Testifying before the Senate Health, Education, Labor, and Pensions (HELP) Committee, Dr. Collins indicated that NIH has sent letters to awardee institutions identifying three areas that the agency plans to address:
- Disclosures by NIH-funded institutions of substantial resource contributions from foreign governments and other organizations;
- Diversion of intellectual property to other entities, including other countries; and
- Breaches in the confidentiality of the peer review process among reviewers.
Dr.
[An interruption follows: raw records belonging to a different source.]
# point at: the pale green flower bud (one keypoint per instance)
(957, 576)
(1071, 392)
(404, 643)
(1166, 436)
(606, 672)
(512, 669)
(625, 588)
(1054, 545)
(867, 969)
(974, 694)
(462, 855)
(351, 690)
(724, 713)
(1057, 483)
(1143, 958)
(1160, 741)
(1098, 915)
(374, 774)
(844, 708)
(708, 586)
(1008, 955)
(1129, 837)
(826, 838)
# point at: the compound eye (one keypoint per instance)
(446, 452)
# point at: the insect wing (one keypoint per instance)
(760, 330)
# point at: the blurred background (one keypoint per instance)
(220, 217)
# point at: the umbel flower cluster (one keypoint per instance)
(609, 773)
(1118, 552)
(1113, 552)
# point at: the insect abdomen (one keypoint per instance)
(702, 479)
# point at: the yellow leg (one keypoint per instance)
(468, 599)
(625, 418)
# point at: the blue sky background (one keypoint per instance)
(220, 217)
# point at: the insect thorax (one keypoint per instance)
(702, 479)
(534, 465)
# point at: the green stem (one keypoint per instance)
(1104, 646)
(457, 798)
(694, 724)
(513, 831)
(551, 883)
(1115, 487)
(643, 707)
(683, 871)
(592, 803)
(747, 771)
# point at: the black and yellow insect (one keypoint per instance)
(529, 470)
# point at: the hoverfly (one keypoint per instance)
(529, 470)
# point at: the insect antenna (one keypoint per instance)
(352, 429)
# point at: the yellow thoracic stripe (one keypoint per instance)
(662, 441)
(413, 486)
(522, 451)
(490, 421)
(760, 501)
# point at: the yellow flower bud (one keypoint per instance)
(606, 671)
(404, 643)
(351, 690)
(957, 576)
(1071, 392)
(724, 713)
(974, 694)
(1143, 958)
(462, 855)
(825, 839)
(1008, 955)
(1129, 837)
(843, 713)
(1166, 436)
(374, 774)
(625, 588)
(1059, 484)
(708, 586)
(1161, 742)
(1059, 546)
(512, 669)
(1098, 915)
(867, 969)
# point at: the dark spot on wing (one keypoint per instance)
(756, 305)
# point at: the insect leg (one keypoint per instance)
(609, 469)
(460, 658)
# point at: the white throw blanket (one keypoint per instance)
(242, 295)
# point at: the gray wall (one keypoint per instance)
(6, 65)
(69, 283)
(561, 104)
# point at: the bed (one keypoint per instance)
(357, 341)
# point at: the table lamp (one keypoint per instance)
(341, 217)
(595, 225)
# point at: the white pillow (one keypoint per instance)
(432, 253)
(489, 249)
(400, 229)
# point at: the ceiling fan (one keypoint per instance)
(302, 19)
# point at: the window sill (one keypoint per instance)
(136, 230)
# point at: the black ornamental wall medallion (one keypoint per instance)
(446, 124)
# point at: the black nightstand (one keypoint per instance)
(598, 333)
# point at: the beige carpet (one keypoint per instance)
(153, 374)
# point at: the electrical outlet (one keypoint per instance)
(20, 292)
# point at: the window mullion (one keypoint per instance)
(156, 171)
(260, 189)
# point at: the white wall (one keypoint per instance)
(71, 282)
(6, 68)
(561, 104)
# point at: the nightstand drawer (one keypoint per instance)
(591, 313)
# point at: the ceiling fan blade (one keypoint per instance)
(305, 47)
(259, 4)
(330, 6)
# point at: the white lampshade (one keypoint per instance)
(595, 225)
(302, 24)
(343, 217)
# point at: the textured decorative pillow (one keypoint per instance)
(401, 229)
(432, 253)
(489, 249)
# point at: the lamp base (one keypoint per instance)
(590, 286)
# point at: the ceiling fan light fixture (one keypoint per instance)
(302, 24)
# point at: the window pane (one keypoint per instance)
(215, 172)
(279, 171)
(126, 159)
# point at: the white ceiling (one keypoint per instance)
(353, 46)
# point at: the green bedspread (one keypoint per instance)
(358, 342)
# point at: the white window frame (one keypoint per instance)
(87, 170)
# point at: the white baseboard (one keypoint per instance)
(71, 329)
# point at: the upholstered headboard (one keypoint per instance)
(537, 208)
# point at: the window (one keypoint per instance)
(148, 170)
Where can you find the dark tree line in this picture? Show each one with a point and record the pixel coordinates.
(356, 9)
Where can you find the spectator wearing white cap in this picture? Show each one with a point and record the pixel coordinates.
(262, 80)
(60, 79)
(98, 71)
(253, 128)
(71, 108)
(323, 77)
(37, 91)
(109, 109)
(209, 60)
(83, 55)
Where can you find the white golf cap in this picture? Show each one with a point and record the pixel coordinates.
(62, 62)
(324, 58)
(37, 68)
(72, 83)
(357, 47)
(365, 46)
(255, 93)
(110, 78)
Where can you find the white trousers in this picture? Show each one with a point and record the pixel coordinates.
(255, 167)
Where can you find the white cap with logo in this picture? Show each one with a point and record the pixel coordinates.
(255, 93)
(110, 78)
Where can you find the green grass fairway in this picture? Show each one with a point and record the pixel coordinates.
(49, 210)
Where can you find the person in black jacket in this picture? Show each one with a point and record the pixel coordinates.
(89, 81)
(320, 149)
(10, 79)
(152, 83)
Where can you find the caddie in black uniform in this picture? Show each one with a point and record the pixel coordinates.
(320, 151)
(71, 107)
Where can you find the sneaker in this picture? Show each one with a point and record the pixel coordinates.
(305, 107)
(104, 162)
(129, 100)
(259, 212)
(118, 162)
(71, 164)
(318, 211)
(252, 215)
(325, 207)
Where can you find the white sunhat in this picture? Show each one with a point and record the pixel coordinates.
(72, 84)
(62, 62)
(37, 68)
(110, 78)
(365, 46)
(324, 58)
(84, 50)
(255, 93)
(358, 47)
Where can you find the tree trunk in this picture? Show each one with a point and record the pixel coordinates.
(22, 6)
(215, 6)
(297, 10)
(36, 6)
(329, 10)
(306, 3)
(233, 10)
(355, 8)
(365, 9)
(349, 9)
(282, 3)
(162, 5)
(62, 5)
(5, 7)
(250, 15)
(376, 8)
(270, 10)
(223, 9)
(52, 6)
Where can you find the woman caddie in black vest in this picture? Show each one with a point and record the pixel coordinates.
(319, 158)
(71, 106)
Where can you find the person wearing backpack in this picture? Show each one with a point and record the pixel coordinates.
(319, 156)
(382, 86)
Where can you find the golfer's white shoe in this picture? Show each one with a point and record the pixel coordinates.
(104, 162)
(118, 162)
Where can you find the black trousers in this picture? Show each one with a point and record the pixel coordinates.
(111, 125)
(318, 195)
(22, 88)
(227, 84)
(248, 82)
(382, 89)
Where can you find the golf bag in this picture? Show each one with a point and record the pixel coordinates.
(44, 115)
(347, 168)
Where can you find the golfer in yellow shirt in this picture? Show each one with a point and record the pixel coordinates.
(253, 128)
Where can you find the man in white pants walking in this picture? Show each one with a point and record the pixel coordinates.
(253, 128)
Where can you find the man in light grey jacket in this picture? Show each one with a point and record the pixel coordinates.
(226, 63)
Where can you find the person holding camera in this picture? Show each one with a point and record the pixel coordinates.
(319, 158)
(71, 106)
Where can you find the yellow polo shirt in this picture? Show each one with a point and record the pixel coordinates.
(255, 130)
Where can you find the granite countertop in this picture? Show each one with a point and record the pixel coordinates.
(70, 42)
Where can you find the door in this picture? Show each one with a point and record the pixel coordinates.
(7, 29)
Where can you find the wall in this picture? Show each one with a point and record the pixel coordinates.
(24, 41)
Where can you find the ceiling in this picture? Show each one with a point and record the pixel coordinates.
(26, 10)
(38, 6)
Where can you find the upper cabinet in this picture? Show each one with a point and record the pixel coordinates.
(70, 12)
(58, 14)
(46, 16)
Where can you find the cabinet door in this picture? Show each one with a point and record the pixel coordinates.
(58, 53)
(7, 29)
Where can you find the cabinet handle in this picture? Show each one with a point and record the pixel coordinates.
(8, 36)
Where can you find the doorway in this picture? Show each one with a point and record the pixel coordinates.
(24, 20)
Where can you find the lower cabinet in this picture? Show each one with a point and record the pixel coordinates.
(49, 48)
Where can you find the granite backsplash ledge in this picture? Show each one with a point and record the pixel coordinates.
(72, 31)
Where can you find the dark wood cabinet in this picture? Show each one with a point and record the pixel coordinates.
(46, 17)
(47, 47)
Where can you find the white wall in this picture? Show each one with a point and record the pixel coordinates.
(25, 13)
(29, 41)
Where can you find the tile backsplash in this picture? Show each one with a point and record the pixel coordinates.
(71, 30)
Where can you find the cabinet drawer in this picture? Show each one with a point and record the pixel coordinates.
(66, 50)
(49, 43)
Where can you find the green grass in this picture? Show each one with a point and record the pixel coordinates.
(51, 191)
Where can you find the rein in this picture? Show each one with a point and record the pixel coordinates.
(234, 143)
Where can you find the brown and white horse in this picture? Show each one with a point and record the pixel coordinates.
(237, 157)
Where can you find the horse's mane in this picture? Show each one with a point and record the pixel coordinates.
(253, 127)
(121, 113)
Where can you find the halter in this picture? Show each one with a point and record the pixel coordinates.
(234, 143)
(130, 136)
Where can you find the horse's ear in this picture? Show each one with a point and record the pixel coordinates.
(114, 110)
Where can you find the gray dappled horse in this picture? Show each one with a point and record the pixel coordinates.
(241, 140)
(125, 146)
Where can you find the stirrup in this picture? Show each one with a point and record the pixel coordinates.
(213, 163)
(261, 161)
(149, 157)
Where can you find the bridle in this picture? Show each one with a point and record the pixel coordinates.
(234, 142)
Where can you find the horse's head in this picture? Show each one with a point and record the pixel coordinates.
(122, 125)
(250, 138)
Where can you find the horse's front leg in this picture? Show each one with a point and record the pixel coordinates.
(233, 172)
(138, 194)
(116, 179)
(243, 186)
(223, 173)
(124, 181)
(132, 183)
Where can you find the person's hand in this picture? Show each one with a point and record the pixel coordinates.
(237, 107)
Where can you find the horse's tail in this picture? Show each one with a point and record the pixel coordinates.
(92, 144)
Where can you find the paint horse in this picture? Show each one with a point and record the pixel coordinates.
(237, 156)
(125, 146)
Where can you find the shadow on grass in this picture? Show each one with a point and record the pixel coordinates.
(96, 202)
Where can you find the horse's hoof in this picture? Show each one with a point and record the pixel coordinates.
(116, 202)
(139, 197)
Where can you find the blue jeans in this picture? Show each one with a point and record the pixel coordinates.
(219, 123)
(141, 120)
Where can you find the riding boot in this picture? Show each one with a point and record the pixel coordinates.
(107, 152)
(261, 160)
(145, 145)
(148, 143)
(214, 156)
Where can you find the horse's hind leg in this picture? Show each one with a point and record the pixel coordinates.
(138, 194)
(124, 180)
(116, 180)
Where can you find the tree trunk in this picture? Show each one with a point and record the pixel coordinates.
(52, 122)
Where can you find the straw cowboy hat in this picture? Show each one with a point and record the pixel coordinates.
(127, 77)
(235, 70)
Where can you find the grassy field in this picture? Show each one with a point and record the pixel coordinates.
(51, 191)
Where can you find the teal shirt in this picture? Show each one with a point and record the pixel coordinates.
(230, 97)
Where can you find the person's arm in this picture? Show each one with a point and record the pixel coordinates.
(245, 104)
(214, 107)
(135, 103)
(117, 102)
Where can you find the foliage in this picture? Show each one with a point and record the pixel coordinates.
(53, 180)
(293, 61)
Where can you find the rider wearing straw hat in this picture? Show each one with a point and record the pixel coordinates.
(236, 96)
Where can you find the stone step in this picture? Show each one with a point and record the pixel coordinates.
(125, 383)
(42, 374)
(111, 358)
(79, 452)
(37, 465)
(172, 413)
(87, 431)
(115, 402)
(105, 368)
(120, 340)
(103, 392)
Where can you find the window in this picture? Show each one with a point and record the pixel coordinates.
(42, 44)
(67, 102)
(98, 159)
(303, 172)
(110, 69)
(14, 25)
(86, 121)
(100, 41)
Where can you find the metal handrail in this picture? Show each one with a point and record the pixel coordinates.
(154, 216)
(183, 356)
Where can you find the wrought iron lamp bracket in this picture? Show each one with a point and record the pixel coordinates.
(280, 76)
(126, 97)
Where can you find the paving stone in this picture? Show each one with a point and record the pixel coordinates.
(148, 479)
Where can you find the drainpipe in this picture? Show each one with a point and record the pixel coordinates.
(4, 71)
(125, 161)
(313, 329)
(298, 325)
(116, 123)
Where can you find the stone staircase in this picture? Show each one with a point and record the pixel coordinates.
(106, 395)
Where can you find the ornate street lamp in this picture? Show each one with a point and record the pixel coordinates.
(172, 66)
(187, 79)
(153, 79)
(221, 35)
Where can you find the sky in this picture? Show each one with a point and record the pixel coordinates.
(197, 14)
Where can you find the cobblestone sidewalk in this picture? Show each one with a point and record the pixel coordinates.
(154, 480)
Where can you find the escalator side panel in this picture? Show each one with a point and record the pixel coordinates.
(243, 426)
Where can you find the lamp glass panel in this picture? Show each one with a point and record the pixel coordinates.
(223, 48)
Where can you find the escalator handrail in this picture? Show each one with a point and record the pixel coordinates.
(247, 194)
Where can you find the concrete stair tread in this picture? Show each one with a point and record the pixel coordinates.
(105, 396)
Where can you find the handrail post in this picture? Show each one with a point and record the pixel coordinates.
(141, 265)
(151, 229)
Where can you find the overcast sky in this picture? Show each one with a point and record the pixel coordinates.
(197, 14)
Collins also announced that, in partnership with other agencies, NIH-funded academic institutions, and U.S. professional organizations, a new working group of the NIH’s Advisory Committee to the Director (ACD) will examine strategies to enhance reporting processes, the security of intellectual property, and the integrity of the peer review system
HELP Committee Chair Lamar Alexander (R-Tenn.) emphasized the value of recruiting foreign talent to conduct research funded by the U.S. government, noting that there is a “great advantage to our country of attracting the brightest people from around the world to our universities and laboratories as long as they conduct their research in appropriate ways.
Lauding Congress’s substantial investment in NIH over the last four years, Chairman Alexander also highlighted the science community’s progress toward a set of “bold predictions” Dr. Collins made in 2016 about the potential that medical research holds.
“It is hard to think of a major scientific advancement since World War II that has not been supported by federal funding,” Chairman Alexander stated. “But we are not the only country to have figured that out,” he added, noting that China may surpass the United States in total research and development spending this year.
In addition to disease-specific questions and questions about the pharmaceutical industry’s role in research, senators also inquired about NIH’s strategies to foster “bolder” thinking among grant applicants, as well as to increase the number of early stage investigators and diversity of the research workforce. In response to questions about additional authorities that would help accelerate NIH’s progress toward new treatments and diagnostics, Dr. Collins indicated that broader “other transactional authority,” such as the language included in the committee’s opioid package [see Washington Highlights, April 20], would give NIH greater flexibility in making awards.